1- Tensions budgétaires et situation socioéconomique
1.1- Toute augmentation ou baisse du cours des hydrocarbures a eu des incidences à la fois économiques et politiques comme en témoigne les impacts politiques de la crise de la baisse du cours entre 1986/1990. Le cours du pétrole a subi une baisse brutale depuis le troisième trimestre 2019, étant coté entre 59/61 dollars avant de remonter suite à l'attentat en Arabie Saoudite à plus de 67 dollars mais ayant connu une stabilisation par la suite étant coté le 21 septembre 2019 à 64,32 dollars et celui de WTI, de 1,13 % à 58,67 dollars.
Le cours sur le marché libre du gaz naturel qui représente 33 % des recettes de Sonatrach entre 2018/2019, a été coté le 21/08/2019 à 2,53 dollars le MBTU ayant fluctué ces 12 derniers mois entre 4,93 et 2,06 le MBTU, où à ce cours l'Algérie peinera à couvrir les frais de production. Concernant la structure de la balance commerciale pour 2018, les importations ont été de 46,19 milliards de dollars US soit une très légère hausse de 0,30 % par rapport aux résultats de l'année 2017.
Les exportations ont été de 41,17 milliards de dollars US, en augmentation de 16,98% par rapport aux résultats de l'année 2017 grâce à un cours moyen de 70 dollars le baril. Cela s'est traduit par un déficit de la balance commerciale durant la période de l'année 2018 de l'ordre de 5,03 milliards de dollars US et un taux de couverture des importations par les exportations de 89% durant l'année 2018, contre un taux de 76% au cours de l'année 2017.
Les hydrocarbures ont représenté l'essentiel des exportations à l'étranger durant l'année 2018 avec une part de 93,13% du volume global des exportations, les exportations hors hydrocarbures ayant été évaluées à 2,83 milliards de dollars US. Pour le premier semestre 2019, les tendances profondes n'ont pas changé dans leurs structures.
La balance commerciale de l'Algérie a enregistré un déficit de 3,18 milliards de dollars durant le 1er semestre 2019, contre un déficit de 2,84 milliards de dollars à la même période en 2018, selon les douanes algériennes. Pour les importations, elles ont atteint 22,14 mds usd, contre 23,14 mds usd, enregistrant une faible baisse malgré toutes les mesures bureaucratiques prises, avec notons le baisse une baisse de la facture carburant mais qui pose avec la forte consommation intérieure la problématique des subventions généralisées nécessitant un ciblage et un nouveau modèle de consommation énergétique.

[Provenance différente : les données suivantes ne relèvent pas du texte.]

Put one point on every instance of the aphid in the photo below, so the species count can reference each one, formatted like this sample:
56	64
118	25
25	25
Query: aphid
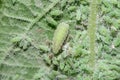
59	37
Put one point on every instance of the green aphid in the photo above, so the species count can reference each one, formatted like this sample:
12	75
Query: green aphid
59	37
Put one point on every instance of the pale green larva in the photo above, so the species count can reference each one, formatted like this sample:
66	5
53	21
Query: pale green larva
59	37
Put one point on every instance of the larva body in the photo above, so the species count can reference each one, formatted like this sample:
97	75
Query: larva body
59	36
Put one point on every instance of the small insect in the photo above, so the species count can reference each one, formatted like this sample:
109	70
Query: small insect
59	37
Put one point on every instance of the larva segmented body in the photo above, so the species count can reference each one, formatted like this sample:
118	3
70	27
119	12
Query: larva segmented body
59	36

Les exportations algériennes ont atteint 18,96 milliards de dollars (mds usd) durant le 1er semestre de 2019, contre 20,29 mds usd à la même période de 2018, soit une baisse de -6,57% ayant assuré la couverture des importations à hauteur de 86%, contre 88% à la même période de l'année 2018. Pour les exportations hors hydrocarbures, y compris les dérivées d'hydrocarbures, elles restent toujours marginales, avec près de 1,31 md usd le 1er semestre 2019, contre 1,45 md usd à la même période en 2018, moins de 350 millions de dollars si l'on soustrait les dérivées d'hydrocarbures.
Les hydrocarbures représentent toujours l'essentiel des ventes algériennes à l'étranger au cours du 1er semestre 2019 (93,10% du volume global des exportations et plus de 98% avec les dérivées, en s'établissant à 17,65 mds usd, contre 18,84 mds usd à la même période 2018, en baisse de (-6,31%). Au vu de la tendance du premier semestre 2019, dans l'hypothèse d une moyenne annuelle d'environ 60/65 dollars le baril pour le pétrole et 3/5 dollars le MBTU pour le gaz, donnerait une recette Sonatrach avoisinant 30/35 milliards de dollars. Mais, le document de référence est la balance de paiement, la balance commerciale ayant une signification limitée.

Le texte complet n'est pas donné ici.